Obama left Hawaii for college, enrolling first in the Occidental College, Los Angeles. In February 1981, he made his first public speech, calling for the Occidental to participate in the disinvestment from South Africa in response to that nation’s policy for apartheid. After two years he transferred to Columbia University in New York City, graduating with a degree in political science in 1983. He worked in the business sector for two years. He moved to Chicago in 1985, where he worked on the impoverished South Side as a community organizer for the low-income residents. His community organizer job gave him a deep immersion into the African American community’s life. Throughout his activity, Obama faced city bureaucracy and decided to obtain a degree in law. In 1988, Obama enrolled at Harvard University, where he excelled as a student, graduating magna cum laude and winning election as president of the Harvard Law Review for the year, 1990-1991. He was the first African-American president in the long history of the law review. This drew Obama's widespread media attention. He also received a contract from Random House to write a book about race relations. The book,” Dreams from my Father”, was a personal memoir, focusing on Obama’s struggles growing up black in a white household, in the absence of his African American father.

Road to Success

Barack Obama served as a summer associate in Sidley Austin law firm in Chicago. Here he met Michelle Robinson, his future wife. After a four-year courtship, they married in1992 and settles down in Chicago’s racially integrated, middle-class Hyde Park. Their daughters Malia Ann(1998) and Natasha(2001) were born here. He practiced civil rights law at Miner, Barnhill, and Galland. He also taught constitutional law part-time at the University of Chicago Law School between 1992 and 2004, first as a lecturer and then a professor. He helped organize voter registration drives during Bill Clinton’s 1992, presidential campaign. In 1996, Barack Obama launched his first campaign for political office, after district’s state senator, Alice Palmer, decided to run for Congress. With Palmer’s support, Obama announced his candidacy to replace her in the Illinois Legislature. When Palmer’s congressional campaign faltered, she decided to run for re-election instead. Obama refused to withdraw from the race and successfully challenge the validity of Palmer’s voter petitions and kept her name off the ballot. Obama’s communication skills and ability to establish business relationships with the senate’s colleagues aided him. When the Democrats won control of the Senate after the 2002 elections, Obama became a leading legislature passing about 300 bills that were meant to help the poor, senior citizens, children, and labor unions. In 2000, Obama made an unsuccessful Democratic primary run for the US House of Representatives seat held by four-term incumbent candidate Bobby Rush. Obama lost the primaries to Rush by 30 percent of the margin point. Rush remained in the House, he was re-elected to his thirteenth consecutive term in 2016. Undeterred, he began to prepare for a 2004 race for the US Senate. He knew the incumbent Senator Peter Fitzgerald was unpopular and did not plan to run for reelection. Obama began assessing his prospects for the Senate win.

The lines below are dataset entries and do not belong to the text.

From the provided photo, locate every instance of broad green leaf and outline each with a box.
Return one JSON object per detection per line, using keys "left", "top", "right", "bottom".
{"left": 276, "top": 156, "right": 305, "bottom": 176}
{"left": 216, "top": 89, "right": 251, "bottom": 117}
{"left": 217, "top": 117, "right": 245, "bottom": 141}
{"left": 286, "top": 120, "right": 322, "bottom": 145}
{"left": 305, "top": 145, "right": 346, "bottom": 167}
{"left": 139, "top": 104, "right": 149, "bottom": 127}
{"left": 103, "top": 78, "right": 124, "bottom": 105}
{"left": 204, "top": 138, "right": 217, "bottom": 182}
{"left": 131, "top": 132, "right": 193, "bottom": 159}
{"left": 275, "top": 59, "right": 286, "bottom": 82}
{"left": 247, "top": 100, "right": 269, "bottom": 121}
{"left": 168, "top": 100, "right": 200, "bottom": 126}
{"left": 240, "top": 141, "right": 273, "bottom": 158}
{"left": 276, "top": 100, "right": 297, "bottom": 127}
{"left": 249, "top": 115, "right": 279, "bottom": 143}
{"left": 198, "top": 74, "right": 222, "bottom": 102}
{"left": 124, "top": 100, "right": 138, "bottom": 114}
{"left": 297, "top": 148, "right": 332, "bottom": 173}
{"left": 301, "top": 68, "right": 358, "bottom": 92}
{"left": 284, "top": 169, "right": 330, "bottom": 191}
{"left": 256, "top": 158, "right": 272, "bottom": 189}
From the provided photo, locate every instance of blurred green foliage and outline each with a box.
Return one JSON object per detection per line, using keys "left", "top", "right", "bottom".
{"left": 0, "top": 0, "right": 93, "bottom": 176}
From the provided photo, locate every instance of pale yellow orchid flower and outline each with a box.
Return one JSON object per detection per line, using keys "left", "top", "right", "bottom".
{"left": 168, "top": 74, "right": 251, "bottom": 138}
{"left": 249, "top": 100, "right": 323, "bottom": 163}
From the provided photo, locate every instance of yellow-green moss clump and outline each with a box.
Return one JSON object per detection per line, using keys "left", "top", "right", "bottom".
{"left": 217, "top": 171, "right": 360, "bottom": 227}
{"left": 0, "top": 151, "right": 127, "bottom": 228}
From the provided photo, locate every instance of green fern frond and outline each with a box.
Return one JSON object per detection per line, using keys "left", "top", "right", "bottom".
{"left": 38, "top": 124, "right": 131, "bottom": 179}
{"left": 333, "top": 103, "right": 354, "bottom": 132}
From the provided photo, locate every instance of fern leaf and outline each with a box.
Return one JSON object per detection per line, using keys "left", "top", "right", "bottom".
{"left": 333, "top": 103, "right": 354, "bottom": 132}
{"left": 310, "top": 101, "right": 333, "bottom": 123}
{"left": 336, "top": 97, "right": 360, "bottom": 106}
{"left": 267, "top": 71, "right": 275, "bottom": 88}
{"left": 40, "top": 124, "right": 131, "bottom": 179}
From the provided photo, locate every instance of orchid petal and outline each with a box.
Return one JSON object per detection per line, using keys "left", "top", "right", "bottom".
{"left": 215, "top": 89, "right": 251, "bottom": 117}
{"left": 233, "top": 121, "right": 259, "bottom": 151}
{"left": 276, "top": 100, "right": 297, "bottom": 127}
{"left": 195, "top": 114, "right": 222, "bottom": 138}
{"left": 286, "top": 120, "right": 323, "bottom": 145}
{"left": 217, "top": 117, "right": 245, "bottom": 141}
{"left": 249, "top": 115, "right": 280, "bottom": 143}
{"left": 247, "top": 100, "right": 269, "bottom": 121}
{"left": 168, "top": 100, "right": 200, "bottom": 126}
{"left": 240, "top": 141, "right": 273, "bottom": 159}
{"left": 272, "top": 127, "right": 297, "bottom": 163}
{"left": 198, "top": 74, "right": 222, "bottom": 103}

After the 9/11 attacks in 2001, Obama took an opposition stance to US President, George W Bush. Obama was still a state senate when he spoke against a resolution authorizing the use of force against Iraq during a rally at Chicago’s Federal Plaza in October 2002. By speaking out against Bush’s war policies, He set himself apart from the other leading candidates for the Democratic Senate nomination, as well as from the senate democrats.

Challenges

A political consultant, David Axelrod, who was famous among black candidates, consulted Obama who was encouraged by the poll numbers. In 2004, Obama assembled a coalition of African American and white liberals to win the Democratic Senate primary with 53 percent of the vote. He then moved toward the political center to wage his general election campaign against Republican nominee Jack Ryan. But, he was forced to drop out of the race when scandalous details of his divorce were made public. Obama won an easy victory against Ryan’s replacement, conservative Republican Alan Keyes. He won by 70 percent, the largest margin in the history of Senate elections in Illinois. That summer, he was invited to deliver a keynote speech at the Democratic National Convention in Boston. Obama emphasized the importance of unity and made veiled jabs at the Bush administration. He was sworn into office on January 3, 2005. Obama partnered with Republican Senator Richard Lugar of Indians on a bill that expanded efforts to destroy weapons of mass destruction in Eastern Europe and Russia. Obama also spoke out for the victims of Hurricane Katrina, pushed for alternate sources of energy development, and championed improved veteran’s benefits. The following year on October 17, 2006, his book,” The Audacity of Hope”, was published. The book became the number 1 bestseller in New York Times and Amazon.com.

Failures

On November 4, 2008 Obama won the elections with 52.9 percent against 45.7 percent Republican presidential nominee John Mc Cain. On January 20, 2009, Obama was sworn in as the President of the United States. When he took office, he inherited a global economic recession, two ongoing foreign wars and lowest ever international favorability rating for the United States. Obama was quick to act, to get the US economy back on track. He believed that ambitious financial reform, reinventing education and health care and alternative energy would have to be undertaken simultaneously, to bring down the national debt. In his first 100 days in office, Obama expanded health care insurance for children and provide legal protection for woman seeking equal pay. Obama cut taxes for every American worker, small businesses and first time home buyers. He made quality and affordable health care for millions in US. Obama undertook a complete overhaul of America’s foreign policy. He reached out to improve relations with Europe, China and Russia and to open dialogue with Iran, Venezuela and Cuba. He gave an order to relocate additional 21000 troops to Afghanistan and set an August 2010 date for withdrawal of troops from Iraq. Obama was awarded the 2009 Nobel Prize for his efforts.

Achievements

Chairman's Award in 2005|Grammy Award for Best Spoken Word Album (Dreams from My Father) in 2006|Award for Outstanding Literary Work, Nonfiction The Audacity of Hope in 2007|Grammy Award for Best Spoken Word Album (The Audacity of Hope) in 2008

Quotes

  • Change will not come if we wait for some other person, or if we wait for some other time. We are the ones we've been waiting for. We are the change that we seek.
  • The best way to not feel hopeless is to get up and do something. Don’t wait for good things to happen to you. If you go out and make some good things happen, you will fill the world with hope, you will fill yourself with hope.
  • A change is brought about because ordinary people do extraordinary things.